El reloj del recibidor del Shanghai Club señalaba la una y media de la tarde cuando Fernanda y yo, con unas espectaculares sonrisas, nos despedimos del grueso periodista. La entrevista con el anticuario apenas había durado media hora, pero había sido una de las peores medias horas de toda mi vida. En qué mal momento había decidido ir a China para resolver los asuntos de Rémy, pensé dejándome caer con desaliento en la silla del rickshaw. Si hubiera sabido lo que me esperaba, ni loca habría embarcado en aquel maldito André Lebon. El aire caliente del Bund terminó de agudizar mi sensación de ahogo. El viaje de regreso a casa fue un completo infierno.

La tarde pasó en un suspiro. Mientras yo escribía y mandaba una nota a M. Julliard, el abogado, para que pusiera en marcha los trámites de venta de la casa y la subasta pública del contenido, Fernanda, para mi disgusto, se empeñó en visitar al padre Castrillo a pesar del peligro que entrañaba su salida, y el vendedor de pescado apareció a la hora convenida para llevarse el envoltorio que le entregó la señora Zhong.

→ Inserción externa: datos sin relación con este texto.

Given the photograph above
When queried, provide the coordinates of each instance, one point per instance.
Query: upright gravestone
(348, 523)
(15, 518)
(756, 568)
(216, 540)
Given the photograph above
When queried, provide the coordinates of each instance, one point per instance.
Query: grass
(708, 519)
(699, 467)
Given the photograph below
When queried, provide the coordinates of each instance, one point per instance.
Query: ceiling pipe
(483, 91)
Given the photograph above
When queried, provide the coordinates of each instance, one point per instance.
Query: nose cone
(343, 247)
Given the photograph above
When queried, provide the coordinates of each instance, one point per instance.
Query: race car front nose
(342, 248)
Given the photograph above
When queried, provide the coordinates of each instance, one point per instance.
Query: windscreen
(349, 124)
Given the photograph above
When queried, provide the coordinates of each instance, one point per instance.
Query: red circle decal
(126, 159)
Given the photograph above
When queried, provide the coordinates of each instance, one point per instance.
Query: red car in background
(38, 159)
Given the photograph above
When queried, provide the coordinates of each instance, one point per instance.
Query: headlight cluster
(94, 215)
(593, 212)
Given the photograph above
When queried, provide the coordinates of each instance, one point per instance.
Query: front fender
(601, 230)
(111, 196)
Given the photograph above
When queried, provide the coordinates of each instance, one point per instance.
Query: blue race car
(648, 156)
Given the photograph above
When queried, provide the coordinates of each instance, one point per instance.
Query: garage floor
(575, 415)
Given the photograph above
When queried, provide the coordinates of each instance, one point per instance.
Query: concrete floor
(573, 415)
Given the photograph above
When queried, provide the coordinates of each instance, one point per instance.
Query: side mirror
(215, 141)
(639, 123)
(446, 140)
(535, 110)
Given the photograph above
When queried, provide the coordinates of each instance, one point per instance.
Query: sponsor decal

Era la tarde del día 1 de septiembre, sábado, y estaba en Shanghai y quizá hubiera podido hacer algo, no sé, dibujar o leer, pero no me encontraba muy bien, así que, sentada en un banco del jardín, dejé que el sol se ocultara tras los muros que rodeaban la casa contemplando los parterres de flores y el suave movimiento de las ramas de los árboles. Un par de criados enfriaban el suelo mojándolo con unas escobas empapadas de agua. En realidad, pese a mi aparente calma, por dentro sostenía una guerra sin cuartel contra la desesperación y la angustia. Todo me parecía extraño y no sólo porque aquella casa y aquel país fueran nuevos para mí sino porque, en ocasiones, cuando las circunstancias se salen extraordinariamente de lo normal, el mundo se vuelve raro y parece que ya no será posible recuperar nunca la vida de antes. No podía ubicarme bien ni en el espacio ni en el tiempo y tenía la opresiva sensación de estar perdida en una inmensidad de silencio en la que no había nadie más que yo. Mirando los rododendros blancos, tomé la firme decisión de partir de Shanghai lo antes posible. Debíamos regresar a Europa, salir de aquella tierra extraña y volver a la cordura, a la normalidad. El lunes, sin falta, pasaría por las oficinas de la Compagnie des Messageries Maritimes para comprar los pasajes de regreso en el primer paquebote que zarpara del muelle francés con destino a Marsella. No quería permanecer ni un minuto más de lo necesario en aquel país que sólo me había traído desgracias y problemas.

De repente, mientras empezaba a preguntarme por qué Fernanda todavía no había regresado de su visita siendo, como era, la hora de cenar, vi aparecer por una de las puertas a la señora Zhong, que echó a correr hacia mí agitando un periódico en el aire.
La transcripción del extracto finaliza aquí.